Pro-choice, or pro-abortion?

Category: abortionharmonicminer @ 9:36 am

Most of us in the “pro-life” community do not mind the label “anti-abortion,” although in fact pro-life also means we are against euthanasia, assisted suicide, and the like.

On the other hand, lots of people who call themselves “pro-choice” are offended at being called “pro-abortion.”   This is illogical, of course: people who have no firearms, and no intention of ever buying one, are still called “pro-gun” if they simply believe that other people should have the right to keep and bear arms.  And political associations being what they are, a fair number of the very people who resent the term “pro-abortion” are likely to use the term “pro-gun” in exactly the same way.

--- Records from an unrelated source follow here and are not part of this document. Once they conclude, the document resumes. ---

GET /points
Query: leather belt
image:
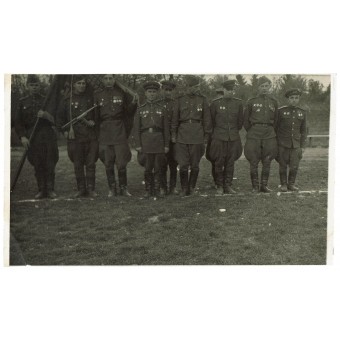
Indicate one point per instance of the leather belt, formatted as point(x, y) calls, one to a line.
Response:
point(151, 130)
point(191, 121)
point(263, 124)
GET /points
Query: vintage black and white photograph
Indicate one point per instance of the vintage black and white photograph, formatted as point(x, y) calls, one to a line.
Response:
point(169, 169)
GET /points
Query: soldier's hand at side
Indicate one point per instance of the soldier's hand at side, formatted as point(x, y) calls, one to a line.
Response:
point(91, 123)
point(71, 134)
point(41, 114)
point(25, 142)
point(45, 115)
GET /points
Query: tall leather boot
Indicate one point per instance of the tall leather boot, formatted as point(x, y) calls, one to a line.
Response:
point(163, 180)
point(183, 174)
point(91, 181)
point(41, 186)
point(291, 180)
point(81, 187)
point(228, 175)
point(111, 181)
point(219, 181)
point(50, 186)
point(173, 181)
point(264, 178)
point(122, 178)
point(283, 179)
point(147, 180)
point(159, 191)
point(254, 180)
point(193, 180)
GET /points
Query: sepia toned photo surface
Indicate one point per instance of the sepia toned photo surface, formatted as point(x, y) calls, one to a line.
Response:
point(169, 169)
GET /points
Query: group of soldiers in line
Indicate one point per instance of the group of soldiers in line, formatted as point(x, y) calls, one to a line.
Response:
point(168, 133)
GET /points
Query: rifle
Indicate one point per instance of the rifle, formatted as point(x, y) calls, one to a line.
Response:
point(129, 91)
point(23, 157)
point(53, 88)
point(80, 117)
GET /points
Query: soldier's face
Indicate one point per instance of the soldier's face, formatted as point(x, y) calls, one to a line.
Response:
point(228, 93)
point(194, 89)
point(264, 88)
point(294, 99)
point(108, 80)
point(167, 93)
point(79, 86)
point(33, 88)
point(151, 94)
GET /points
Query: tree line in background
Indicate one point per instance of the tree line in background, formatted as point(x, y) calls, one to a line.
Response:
point(314, 91)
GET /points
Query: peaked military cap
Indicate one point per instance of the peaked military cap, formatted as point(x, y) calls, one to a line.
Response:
point(229, 84)
point(167, 84)
point(154, 85)
point(32, 78)
point(263, 80)
point(192, 80)
point(78, 77)
point(294, 91)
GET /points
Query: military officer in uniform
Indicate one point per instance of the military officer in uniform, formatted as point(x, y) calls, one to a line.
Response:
point(260, 121)
point(112, 117)
point(220, 93)
point(82, 143)
point(291, 137)
point(152, 136)
point(190, 129)
point(42, 149)
point(171, 163)
point(226, 148)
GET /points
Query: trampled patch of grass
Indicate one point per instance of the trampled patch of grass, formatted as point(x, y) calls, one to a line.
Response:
point(254, 229)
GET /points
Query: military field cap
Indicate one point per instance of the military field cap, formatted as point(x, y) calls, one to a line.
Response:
point(32, 79)
point(192, 80)
point(263, 80)
point(78, 77)
point(229, 84)
point(167, 84)
point(153, 85)
point(294, 91)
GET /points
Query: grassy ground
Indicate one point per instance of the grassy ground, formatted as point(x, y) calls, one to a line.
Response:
point(254, 229)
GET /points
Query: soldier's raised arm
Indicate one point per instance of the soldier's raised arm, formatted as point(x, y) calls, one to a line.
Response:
point(240, 117)
point(247, 113)
point(303, 131)
point(207, 122)
point(174, 121)
point(136, 131)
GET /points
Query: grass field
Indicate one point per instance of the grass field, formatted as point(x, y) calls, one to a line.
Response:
point(254, 229)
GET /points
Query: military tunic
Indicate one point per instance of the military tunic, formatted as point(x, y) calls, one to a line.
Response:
point(83, 150)
point(190, 125)
point(226, 147)
point(168, 104)
point(43, 151)
point(114, 120)
point(260, 120)
point(291, 136)
point(152, 134)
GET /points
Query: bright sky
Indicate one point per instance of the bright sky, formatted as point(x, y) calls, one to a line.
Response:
point(323, 79)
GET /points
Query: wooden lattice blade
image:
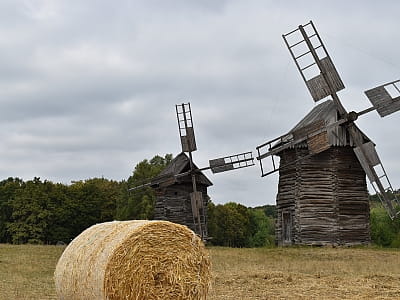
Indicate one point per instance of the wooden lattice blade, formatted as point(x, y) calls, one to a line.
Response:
point(232, 162)
point(385, 98)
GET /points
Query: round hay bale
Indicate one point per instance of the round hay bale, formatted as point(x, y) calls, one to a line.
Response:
point(134, 260)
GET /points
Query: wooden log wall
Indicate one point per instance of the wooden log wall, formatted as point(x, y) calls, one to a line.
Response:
point(173, 204)
point(324, 199)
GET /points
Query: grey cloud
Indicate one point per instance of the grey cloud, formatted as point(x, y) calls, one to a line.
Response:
point(88, 88)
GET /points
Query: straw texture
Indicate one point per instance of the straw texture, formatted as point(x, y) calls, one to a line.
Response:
point(134, 260)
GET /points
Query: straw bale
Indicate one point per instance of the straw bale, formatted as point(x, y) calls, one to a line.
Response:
point(134, 260)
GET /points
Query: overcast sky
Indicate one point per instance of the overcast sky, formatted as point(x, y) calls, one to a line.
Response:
point(88, 88)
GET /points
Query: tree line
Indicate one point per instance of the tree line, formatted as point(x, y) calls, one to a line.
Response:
point(40, 211)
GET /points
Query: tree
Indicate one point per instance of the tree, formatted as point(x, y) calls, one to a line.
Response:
point(8, 190)
point(139, 204)
point(30, 214)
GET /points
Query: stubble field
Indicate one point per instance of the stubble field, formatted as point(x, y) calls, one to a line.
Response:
point(26, 272)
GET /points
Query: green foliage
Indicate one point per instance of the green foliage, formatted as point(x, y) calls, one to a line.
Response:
point(384, 231)
point(43, 212)
point(235, 225)
point(139, 204)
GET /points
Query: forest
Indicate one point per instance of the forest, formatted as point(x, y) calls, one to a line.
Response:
point(42, 212)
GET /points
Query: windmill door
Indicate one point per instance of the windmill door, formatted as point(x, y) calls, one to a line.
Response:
point(287, 227)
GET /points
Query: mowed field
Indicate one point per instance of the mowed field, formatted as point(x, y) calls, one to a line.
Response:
point(26, 272)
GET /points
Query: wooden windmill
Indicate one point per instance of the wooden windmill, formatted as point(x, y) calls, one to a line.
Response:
point(181, 188)
point(322, 193)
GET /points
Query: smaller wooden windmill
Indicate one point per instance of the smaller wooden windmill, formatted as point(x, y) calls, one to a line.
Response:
point(322, 193)
point(181, 188)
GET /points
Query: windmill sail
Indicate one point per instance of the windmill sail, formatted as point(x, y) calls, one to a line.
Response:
point(385, 98)
point(232, 162)
point(328, 82)
point(370, 162)
point(311, 57)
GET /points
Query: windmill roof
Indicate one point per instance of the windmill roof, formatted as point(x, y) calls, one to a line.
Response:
point(179, 165)
point(328, 114)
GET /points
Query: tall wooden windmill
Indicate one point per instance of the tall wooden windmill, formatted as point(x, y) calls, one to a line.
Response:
point(181, 187)
point(322, 193)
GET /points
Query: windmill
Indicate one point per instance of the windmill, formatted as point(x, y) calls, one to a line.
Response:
point(181, 186)
point(322, 194)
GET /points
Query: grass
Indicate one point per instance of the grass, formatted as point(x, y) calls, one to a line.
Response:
point(26, 272)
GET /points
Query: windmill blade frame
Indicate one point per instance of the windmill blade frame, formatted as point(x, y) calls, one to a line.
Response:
point(385, 98)
point(328, 82)
point(188, 141)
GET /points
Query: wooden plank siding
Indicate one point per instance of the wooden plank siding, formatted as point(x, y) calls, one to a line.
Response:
point(173, 204)
point(326, 196)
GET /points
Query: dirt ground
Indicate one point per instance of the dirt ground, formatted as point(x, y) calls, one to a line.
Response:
point(305, 273)
point(26, 272)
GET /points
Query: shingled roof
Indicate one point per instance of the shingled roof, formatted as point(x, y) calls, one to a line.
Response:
point(181, 164)
point(328, 113)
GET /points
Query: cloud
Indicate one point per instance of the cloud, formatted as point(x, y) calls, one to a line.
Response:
point(88, 88)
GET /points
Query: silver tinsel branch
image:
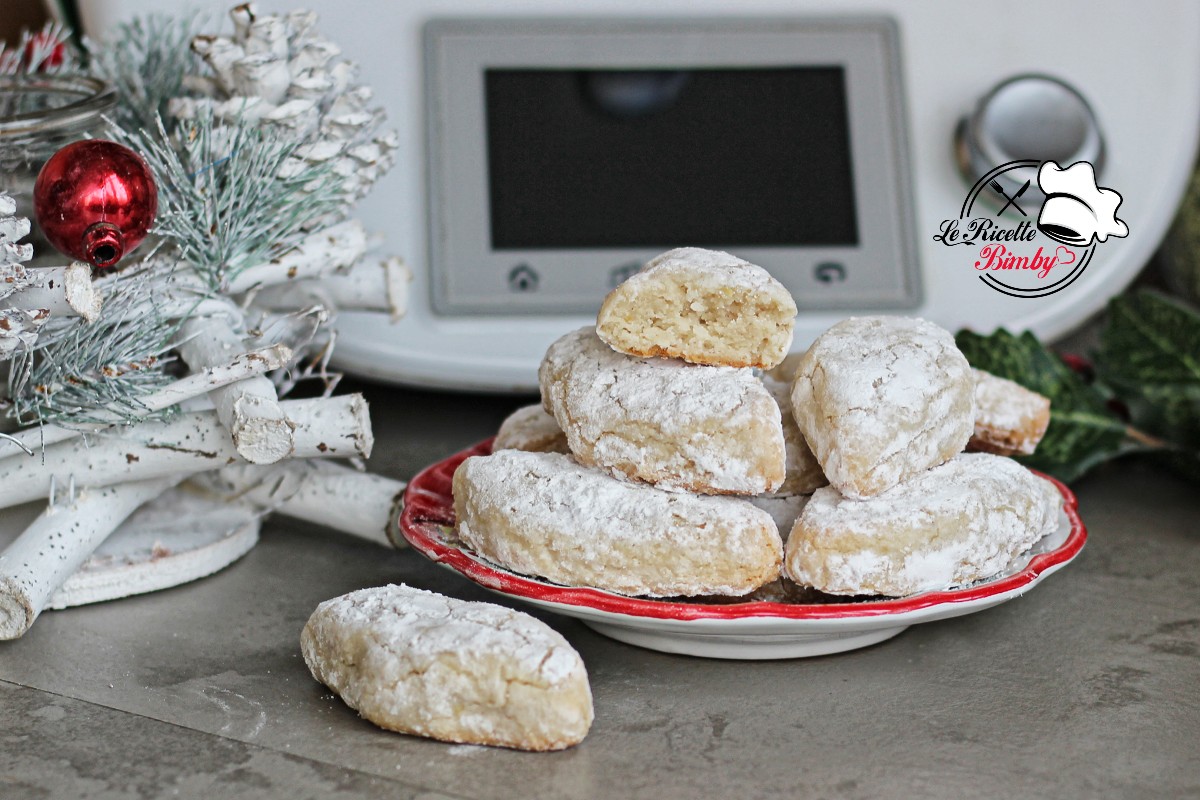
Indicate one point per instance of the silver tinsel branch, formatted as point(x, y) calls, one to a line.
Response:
point(46, 52)
point(261, 148)
point(78, 368)
point(222, 198)
point(147, 60)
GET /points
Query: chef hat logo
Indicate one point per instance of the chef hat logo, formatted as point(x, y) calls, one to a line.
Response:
point(1077, 211)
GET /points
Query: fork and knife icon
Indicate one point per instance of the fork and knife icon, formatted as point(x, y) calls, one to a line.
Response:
point(1012, 200)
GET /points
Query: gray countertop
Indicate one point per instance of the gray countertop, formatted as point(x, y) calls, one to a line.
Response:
point(1089, 686)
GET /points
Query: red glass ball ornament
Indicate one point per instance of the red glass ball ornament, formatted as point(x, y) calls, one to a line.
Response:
point(95, 200)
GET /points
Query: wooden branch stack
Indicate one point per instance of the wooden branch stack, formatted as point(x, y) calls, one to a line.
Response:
point(233, 438)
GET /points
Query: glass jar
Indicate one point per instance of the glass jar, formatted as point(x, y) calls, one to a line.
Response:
point(39, 114)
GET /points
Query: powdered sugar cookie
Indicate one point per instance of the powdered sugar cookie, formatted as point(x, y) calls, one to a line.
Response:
point(547, 516)
point(418, 662)
point(960, 522)
point(803, 474)
point(882, 398)
point(702, 306)
point(679, 426)
point(784, 509)
point(1011, 420)
point(531, 428)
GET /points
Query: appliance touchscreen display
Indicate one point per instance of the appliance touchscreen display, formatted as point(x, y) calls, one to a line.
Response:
point(600, 158)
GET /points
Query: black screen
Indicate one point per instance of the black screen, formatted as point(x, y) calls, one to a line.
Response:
point(663, 158)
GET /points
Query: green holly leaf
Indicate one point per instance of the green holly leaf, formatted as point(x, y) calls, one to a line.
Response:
point(1150, 354)
point(1084, 432)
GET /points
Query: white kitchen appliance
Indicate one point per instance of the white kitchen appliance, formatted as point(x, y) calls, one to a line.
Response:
point(547, 148)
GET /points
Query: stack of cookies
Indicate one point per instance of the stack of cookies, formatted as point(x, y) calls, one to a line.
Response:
point(658, 426)
point(676, 451)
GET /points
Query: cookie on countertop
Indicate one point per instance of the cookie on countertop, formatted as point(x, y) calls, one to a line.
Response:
point(475, 673)
point(702, 306)
point(784, 509)
point(951, 525)
point(533, 429)
point(679, 426)
point(545, 515)
point(1009, 420)
point(882, 398)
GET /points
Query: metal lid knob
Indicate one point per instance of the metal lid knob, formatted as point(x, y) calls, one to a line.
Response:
point(1029, 118)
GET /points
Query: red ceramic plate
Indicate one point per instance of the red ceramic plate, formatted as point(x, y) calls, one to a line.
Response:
point(749, 630)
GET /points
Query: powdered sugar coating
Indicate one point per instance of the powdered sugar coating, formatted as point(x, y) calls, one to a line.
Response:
point(419, 662)
point(1009, 420)
point(784, 509)
point(547, 516)
point(803, 473)
point(679, 426)
point(702, 306)
point(960, 522)
point(733, 271)
point(531, 428)
point(882, 398)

There’s a reason for this, of course.  Even “pro-choice” people know there is something inherently wrong with abortion (for reasons other than saving the life of the mother), and so they don’t want to be thought “pro-abortion,” since that’s like being called “pro-evil-thing.”  I understand their reluctance.  If I was all for unfettered freedom on the part of some humans to take away the right of other humans to live, I’d want to hide it, too.

Nevertheless, pro-lifers, cheerfully anti-abortion, should deny the use of the term pro-choice as cover for people who want to deny the right to life.  It is simply a “term of art” created by clever public relations people, not a descriptive term of the actual position.  When someone tells me they are “pro-choice” I usually say, “You mean, pro-abortion?”  And the discussion that ensues allows me to make the obvious point above.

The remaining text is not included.